UK rejects calls for Hillsborough-type review of Ballymurphy massacre
The British Government has rejected a call for an independent re-examination of a British Army operation that left 11 people dead in west Belfast more than 40 years ago.
Northern Ireland Secretary Theresa Villiers had been asked to establish a review panel to assess the evidence related to an episode in 1971 that bereaved relatives refer to as the Ballymurphy massacre.
But Ms Villiers today informed the families that the Government had decided not to set up a review, claiming it would not serve the public interest.
Ten people died after being shot by soldiers, among them a Catholic priest and a mother of eight, over three days of gunfire in August 1971 while another man died of a heart attack following an alleged violent confrontation with the troops.
As with Bloody Sunday in Derry six months later, members of the Parachute Regiment were involved in the fatal operation in Ballymurphy.

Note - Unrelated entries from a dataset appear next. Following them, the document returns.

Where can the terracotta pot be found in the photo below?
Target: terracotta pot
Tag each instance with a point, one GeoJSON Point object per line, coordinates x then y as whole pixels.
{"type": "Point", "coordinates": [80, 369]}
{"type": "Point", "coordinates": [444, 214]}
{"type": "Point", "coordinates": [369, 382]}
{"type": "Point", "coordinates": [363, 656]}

A new inquest into the 10 deaths caused by gunfire was ordered by Northern Ireland’s Attorney General John Larkin QC in 2011.
The families have also long campaigned for a review panel to be set up by the British Government. They want the probe modelled on the one that re-examined the Hillsborough football stadium disaster.
They wanted the panel to be chaired by former Northern Ireland police ombudsman Nuala O’Loan.
The shootings took place as the British Army moved into republican strongholds in west Belfast to arrest IRA suspects in the wake of the introduction by the Stormont administration of the controversial policy of internment without trial.
Soldiers claimed they had come under attack and had returned fire.
But relatives have demanded an acknowledgement that their loved ones were wrongfully killed.